The team of researchers from CSAIL director Daniela Rus’ Distributed Robotics Lab demonstrated that their robotic hand can lift and handle objects as delicate as an egg and as thin as a piece of paper. Its three fingers house sensors that can estimate the size and shape of an object accurately enough to identify it from a set of multiple items.
“Robots are often limited in what they can do because of how hard it is to interact with objects of different sizes and materials,” Rus says. “Grasping is an important step in being able to do useful tasks; with this work we set out to develop both the soft hands and the supporting control and planning systems that make dynamic grasping possible."
The gripper is part of a larger body of work by Rus’ lab aimed at showing the value of so-called ‘soft robots’ made of unconventional materials such as silicone, paper, and fibre.

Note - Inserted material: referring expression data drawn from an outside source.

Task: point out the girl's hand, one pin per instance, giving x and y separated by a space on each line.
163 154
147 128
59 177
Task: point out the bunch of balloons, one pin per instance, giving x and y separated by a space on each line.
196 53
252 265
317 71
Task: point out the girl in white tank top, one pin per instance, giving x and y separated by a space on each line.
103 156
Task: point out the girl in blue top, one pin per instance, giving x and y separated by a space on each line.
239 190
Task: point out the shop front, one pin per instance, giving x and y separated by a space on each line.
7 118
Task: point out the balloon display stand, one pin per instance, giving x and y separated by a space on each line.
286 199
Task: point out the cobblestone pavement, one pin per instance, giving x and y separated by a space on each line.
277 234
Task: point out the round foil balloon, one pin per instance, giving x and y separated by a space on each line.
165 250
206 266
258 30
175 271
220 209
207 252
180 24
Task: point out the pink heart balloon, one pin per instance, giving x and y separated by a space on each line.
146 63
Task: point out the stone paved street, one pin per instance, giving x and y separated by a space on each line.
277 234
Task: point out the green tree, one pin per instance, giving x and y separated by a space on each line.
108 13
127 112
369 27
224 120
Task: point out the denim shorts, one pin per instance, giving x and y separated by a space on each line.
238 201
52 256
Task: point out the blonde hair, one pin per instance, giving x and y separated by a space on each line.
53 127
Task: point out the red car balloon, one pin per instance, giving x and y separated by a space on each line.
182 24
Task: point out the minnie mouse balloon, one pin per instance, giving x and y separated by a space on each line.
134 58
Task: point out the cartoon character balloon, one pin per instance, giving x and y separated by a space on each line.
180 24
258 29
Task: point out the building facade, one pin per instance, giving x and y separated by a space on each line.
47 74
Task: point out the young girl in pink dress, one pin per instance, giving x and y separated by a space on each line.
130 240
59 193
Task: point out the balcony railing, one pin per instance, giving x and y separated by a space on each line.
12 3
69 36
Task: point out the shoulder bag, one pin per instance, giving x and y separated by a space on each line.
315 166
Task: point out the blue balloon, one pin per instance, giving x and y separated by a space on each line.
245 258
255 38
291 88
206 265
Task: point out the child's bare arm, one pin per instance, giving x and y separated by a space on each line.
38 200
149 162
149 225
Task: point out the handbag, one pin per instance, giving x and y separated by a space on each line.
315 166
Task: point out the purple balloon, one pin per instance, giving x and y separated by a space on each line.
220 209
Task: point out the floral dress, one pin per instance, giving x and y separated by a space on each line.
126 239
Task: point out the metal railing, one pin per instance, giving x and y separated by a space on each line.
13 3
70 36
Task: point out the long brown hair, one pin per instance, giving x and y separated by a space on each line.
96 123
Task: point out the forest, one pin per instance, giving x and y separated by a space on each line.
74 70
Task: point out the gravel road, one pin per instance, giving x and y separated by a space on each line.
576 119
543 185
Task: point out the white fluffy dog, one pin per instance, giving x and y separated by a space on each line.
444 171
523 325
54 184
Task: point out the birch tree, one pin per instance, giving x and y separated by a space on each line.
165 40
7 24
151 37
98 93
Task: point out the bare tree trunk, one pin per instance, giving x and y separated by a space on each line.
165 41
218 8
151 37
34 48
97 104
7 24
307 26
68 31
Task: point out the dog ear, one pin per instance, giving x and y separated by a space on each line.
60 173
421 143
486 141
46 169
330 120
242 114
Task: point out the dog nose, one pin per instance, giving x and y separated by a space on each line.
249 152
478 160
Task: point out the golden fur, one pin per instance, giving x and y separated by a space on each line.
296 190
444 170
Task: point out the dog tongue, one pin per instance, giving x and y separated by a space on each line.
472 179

Researchers say that soft robots have a number of advantages over ‘hard’ robots, including the ability to handle irregularly-shaped objects, squeeze into tight spaces, and readily recover from collisions.
However, one downside to their extra flexibility is that they often have difficulty accurately measuring where an object is, or even if they have successfully picked it up at all.
To combat this, the CSAIL team also incorporated ‘bend sensors’ into the design. When the gripper hones in an object, the fingers send back location data based on their curvature. Using this data, the robot can pick up an unknown object and compare it to existing clusters of data points that represent past objects.
In the future, Rus says the team plans to put more time into improving and adding more sensors that will allow the gripper to identify a wider variety of objects.
“If we want robots in human-centred environments, they need to be more adaptive and able to interact with objects whose shape and placement are not precisely known,” Rus says. “Our dream is to develop a robot that, like a human, can approach an unknown object, big or small, determine its approximate shape and size, and figure out how to interface with it in one seamless motion.”